Al netto del differente spazio
concesso alle Nostre (sicuramente la Jansen e la Simons sono quelle che
‘parlano’ di più e a cui viene data maggiore visibilità), ciò che mi ha
sorpreso in positivo è l’uniformità dell’approccio alla propria professione. Tutte
quante si sentono delle donne "privilegiate", per un semplice motivo: aver potuto
coltivare il proprio sogno ed esprimere la propria arte attraverso una metal
band. Non interessa a nessuna essere famose, potersi permettere oggetti
costosi, avere fama e celebrità. No: quello che traspare in modo plastico è
proprio la realizzazione di sé come artiste.
Il rapporto, non sempre facile,
con le famiglie d’origine; i periodi di crisi lavorativa, e quindi economica,
che costringono a doversi barcamenare con lavori alternativi per cercare di
uscirne; le malattie contratte durante i tour (la MERS, vari funghi e batteri);
i momenti drammatici, di burnout, eccetera: sono tanti gli argomenti trattati e tutti con
intelligente acutezza. A tal proposito, vi assicuro, sono molteplici
le affermazioni che meriterebbero un approfondimento e che fanno comprendere
come queste donne siano intimamente consapevoli della loro professione, del
duro lavoro che necessita e di come, alla fin dei conti, la qualità della
musica espressa sia determinante nel far proseguire il loro sogno.

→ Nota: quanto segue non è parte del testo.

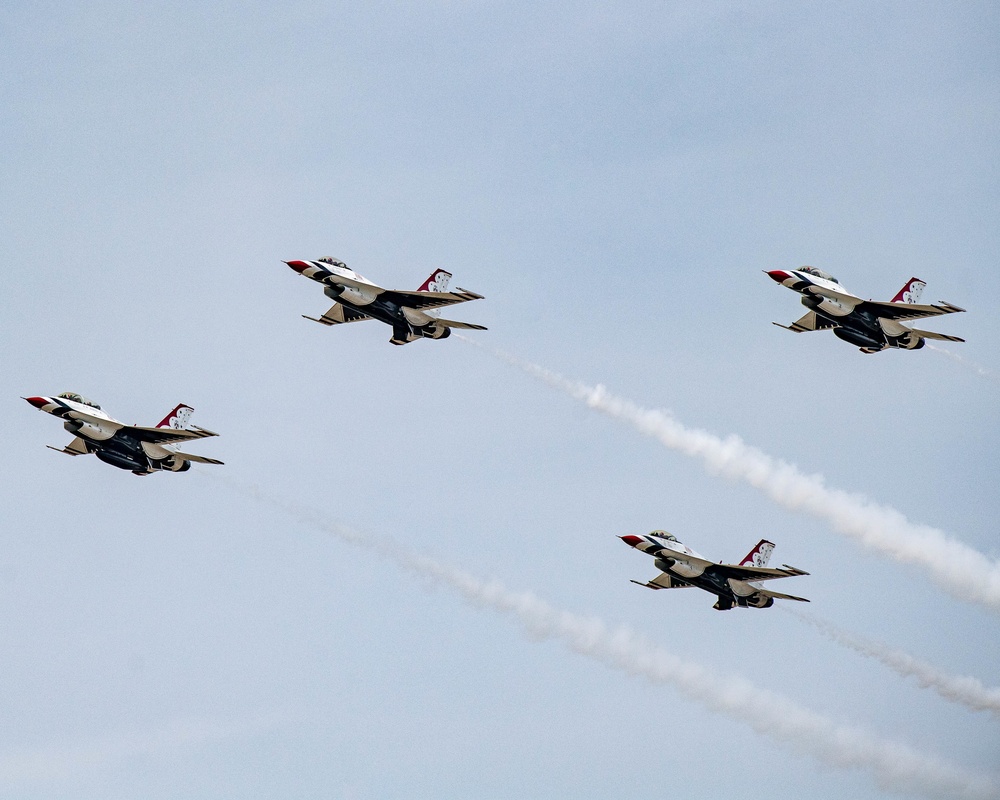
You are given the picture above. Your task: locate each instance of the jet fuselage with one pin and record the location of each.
(108, 438)
(685, 566)
(357, 293)
(851, 324)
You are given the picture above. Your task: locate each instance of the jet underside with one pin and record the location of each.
(872, 326)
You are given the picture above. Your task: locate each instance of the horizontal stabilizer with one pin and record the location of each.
(338, 315)
(809, 322)
(422, 300)
(904, 311)
(932, 335)
(167, 435)
(450, 323)
(75, 448)
(199, 459)
(664, 581)
(780, 596)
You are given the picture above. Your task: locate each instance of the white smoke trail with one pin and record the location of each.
(965, 362)
(67, 761)
(960, 570)
(961, 689)
(894, 766)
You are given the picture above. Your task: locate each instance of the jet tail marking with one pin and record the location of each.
(910, 293)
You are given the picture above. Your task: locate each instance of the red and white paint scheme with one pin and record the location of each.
(140, 450)
(871, 325)
(735, 585)
(410, 314)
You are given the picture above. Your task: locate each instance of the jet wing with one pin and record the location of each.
(756, 573)
(933, 335)
(903, 311)
(450, 323)
(199, 459)
(422, 300)
(810, 322)
(848, 300)
(780, 596)
(339, 314)
(664, 581)
(75, 448)
(167, 435)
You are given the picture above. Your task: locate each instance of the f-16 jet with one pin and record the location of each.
(409, 313)
(733, 584)
(141, 450)
(871, 325)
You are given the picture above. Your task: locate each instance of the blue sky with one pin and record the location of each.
(613, 177)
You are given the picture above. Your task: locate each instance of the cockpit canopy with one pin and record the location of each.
(79, 398)
(818, 273)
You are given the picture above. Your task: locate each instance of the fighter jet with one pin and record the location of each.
(141, 450)
(357, 298)
(870, 325)
(734, 584)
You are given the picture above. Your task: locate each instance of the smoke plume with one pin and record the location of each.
(962, 571)
(961, 689)
(894, 766)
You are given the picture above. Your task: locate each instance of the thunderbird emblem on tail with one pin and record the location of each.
(734, 584)
(410, 314)
(141, 450)
(871, 325)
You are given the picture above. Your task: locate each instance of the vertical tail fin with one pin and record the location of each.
(436, 282)
(759, 556)
(178, 418)
(911, 292)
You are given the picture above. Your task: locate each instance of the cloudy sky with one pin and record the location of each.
(613, 177)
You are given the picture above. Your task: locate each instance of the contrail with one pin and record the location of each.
(67, 761)
(895, 766)
(965, 362)
(961, 689)
(962, 571)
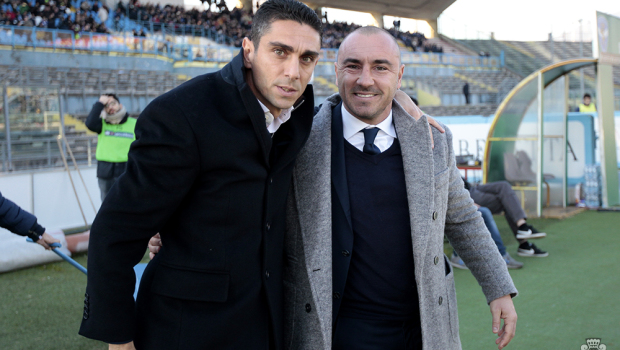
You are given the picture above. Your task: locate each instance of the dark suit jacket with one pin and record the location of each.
(206, 174)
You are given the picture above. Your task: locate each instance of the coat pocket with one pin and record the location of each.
(290, 304)
(190, 284)
(441, 178)
(452, 307)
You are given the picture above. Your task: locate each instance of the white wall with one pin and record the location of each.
(50, 197)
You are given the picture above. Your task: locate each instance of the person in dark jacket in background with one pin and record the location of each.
(21, 222)
(110, 120)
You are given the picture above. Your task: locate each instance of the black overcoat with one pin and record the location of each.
(206, 174)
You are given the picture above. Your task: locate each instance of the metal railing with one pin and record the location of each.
(41, 153)
(57, 39)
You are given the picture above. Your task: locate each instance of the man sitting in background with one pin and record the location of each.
(487, 216)
(500, 197)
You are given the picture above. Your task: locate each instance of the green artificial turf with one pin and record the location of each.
(563, 299)
(41, 308)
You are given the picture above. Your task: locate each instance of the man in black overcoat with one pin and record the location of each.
(209, 170)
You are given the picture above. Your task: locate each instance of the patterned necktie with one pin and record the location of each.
(268, 118)
(369, 141)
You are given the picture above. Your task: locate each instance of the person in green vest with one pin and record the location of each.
(110, 120)
(587, 106)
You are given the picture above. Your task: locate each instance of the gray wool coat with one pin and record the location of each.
(433, 185)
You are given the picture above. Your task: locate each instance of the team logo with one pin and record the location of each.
(593, 344)
(603, 33)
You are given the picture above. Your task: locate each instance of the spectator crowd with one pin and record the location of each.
(76, 15)
(92, 16)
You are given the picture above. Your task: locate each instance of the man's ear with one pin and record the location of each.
(248, 52)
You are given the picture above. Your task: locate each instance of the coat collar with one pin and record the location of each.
(296, 128)
(418, 165)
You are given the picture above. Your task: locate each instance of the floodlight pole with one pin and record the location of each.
(581, 84)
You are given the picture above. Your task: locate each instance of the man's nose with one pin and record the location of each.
(365, 78)
(292, 69)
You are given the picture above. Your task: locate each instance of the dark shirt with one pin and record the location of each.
(381, 279)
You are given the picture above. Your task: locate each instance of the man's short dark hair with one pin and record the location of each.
(280, 10)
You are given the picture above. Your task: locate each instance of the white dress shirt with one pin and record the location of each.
(352, 128)
(277, 120)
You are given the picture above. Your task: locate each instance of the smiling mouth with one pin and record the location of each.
(287, 89)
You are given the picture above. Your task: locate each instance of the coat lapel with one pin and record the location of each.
(234, 73)
(291, 135)
(417, 156)
(312, 186)
(342, 229)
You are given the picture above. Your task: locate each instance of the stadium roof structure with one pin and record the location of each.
(417, 9)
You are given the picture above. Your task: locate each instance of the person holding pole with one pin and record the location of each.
(21, 222)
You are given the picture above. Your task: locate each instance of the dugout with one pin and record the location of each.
(528, 143)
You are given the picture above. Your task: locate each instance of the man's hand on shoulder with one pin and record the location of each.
(503, 309)
(126, 346)
(154, 245)
(104, 99)
(405, 101)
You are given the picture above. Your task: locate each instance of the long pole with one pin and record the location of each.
(7, 128)
(581, 84)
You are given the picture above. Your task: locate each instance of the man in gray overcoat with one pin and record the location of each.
(369, 205)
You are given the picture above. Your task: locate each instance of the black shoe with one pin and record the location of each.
(526, 231)
(531, 250)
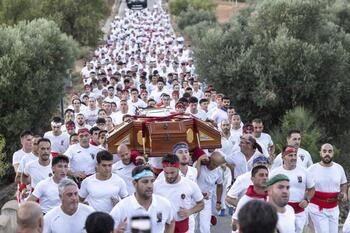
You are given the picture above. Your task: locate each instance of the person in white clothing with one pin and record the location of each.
(46, 190)
(263, 139)
(278, 196)
(82, 156)
(29, 218)
(180, 191)
(304, 157)
(302, 185)
(257, 191)
(70, 216)
(258, 217)
(227, 141)
(144, 203)
(26, 142)
(330, 182)
(59, 140)
(40, 169)
(181, 150)
(242, 182)
(242, 159)
(209, 179)
(104, 189)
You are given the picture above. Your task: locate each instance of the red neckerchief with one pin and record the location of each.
(251, 193)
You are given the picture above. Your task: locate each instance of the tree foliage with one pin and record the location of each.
(301, 119)
(79, 18)
(192, 16)
(34, 59)
(179, 6)
(279, 55)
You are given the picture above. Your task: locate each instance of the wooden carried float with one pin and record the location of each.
(156, 132)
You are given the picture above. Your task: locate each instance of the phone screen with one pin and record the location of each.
(140, 224)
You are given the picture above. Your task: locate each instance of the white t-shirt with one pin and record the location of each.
(299, 181)
(82, 159)
(244, 200)
(240, 186)
(37, 172)
(47, 193)
(191, 174)
(60, 143)
(208, 179)
(25, 160)
(98, 193)
(327, 179)
(286, 221)
(303, 160)
(90, 116)
(124, 172)
(18, 155)
(160, 212)
(56, 221)
(181, 195)
(265, 140)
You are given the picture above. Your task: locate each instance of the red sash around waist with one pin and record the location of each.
(296, 207)
(325, 200)
(182, 226)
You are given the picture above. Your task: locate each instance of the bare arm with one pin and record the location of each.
(170, 228)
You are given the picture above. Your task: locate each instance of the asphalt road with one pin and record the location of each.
(224, 223)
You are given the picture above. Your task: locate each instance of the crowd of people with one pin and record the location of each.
(68, 181)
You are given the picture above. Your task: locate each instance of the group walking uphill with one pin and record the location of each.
(68, 180)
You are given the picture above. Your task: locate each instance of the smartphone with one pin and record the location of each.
(141, 224)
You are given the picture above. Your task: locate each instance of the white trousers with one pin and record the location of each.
(300, 221)
(203, 218)
(325, 220)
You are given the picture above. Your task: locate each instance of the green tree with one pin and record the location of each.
(79, 18)
(34, 59)
(280, 55)
(301, 119)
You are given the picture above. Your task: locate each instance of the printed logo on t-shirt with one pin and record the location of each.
(159, 217)
(300, 179)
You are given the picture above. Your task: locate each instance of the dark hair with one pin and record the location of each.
(257, 120)
(290, 132)
(99, 222)
(44, 140)
(93, 129)
(170, 158)
(104, 155)
(257, 168)
(257, 217)
(193, 100)
(25, 133)
(57, 119)
(139, 169)
(203, 100)
(68, 110)
(59, 158)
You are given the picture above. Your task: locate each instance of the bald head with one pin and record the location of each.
(29, 217)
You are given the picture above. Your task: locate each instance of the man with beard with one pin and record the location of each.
(257, 191)
(302, 186)
(82, 156)
(46, 190)
(303, 156)
(40, 169)
(330, 182)
(104, 189)
(278, 196)
(181, 150)
(181, 191)
(144, 203)
(71, 215)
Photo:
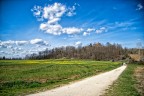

Come è facile immaginare, vengono anche affrontate le problematiche relative all’oggettificazione e la sessualizzazione delle cantanti. Tema reale, soprattutto quando le frontwomen nel metal erano merce rara. Problematica che ora sembra superata. Ma soprattutto ci si sofferma sul fatto che la vita di un cantante, rispetto agli altri membri della band, è davvero più complicata e ‘a rischio’. Questo perché, banalmente, il loro strumento è il loro corpo, la loro voce. E questo costringe ad avere un approccio alla quotidianità decisamente accorto e ‘sano’. Perciò: niente junk food, niente droghe e niente, o pochissimo, alcool.
Chiaramente, nessuna di esse
rinnega alcunchè riguardo le scelte fatte: non riescono neppure a immaginarsi con un ‘lavoro da ufficio’. La vita on stage, e on tour,
rimane un qualcosa di elettrizzante e appagante. E, come dice nel suo ultimo
intervento la Jansen, “essere capaci di ‘fare metal’ è un privilegio e non so
se sarò ancora in leather pants when I am at 65…we’ll see…but I mean…ONE CAN
DREAM!”.
Forse il messaggio più importante
al termine della visione è quello che esprime la Bovio parlando delle tante
attestazioni di gratitudine dei fan, anche messicani, che le sono giunti nel corso
degli anni. Attestazioni che esprimono l’ispirazione e la fiducia che la
dotatissima singer ha saputo infondere in tante giovani ragazze che vogliono
coltivare un sogno analogo. Marcela, relativamente a questo e con immense
gratitudine, ci tiene a sottolineare però quanto lavoro sottenda al
raggiungimento di certi traguardi e quanto esso vada preso seriamente
(simpatico il passaggio del film in cui si vedono certi tutorial on-line
relativi ad esercizi vocali da lei suggeriti).
Chiudiamo, casualmente, con una frase della Divina che racchiude, con somma poesia, il messaggio finale del documentario: “We have room to flourish and to nurture new generations”.
Ipse dixit (le sue esternazioni si ascoltano ma non si commentano…).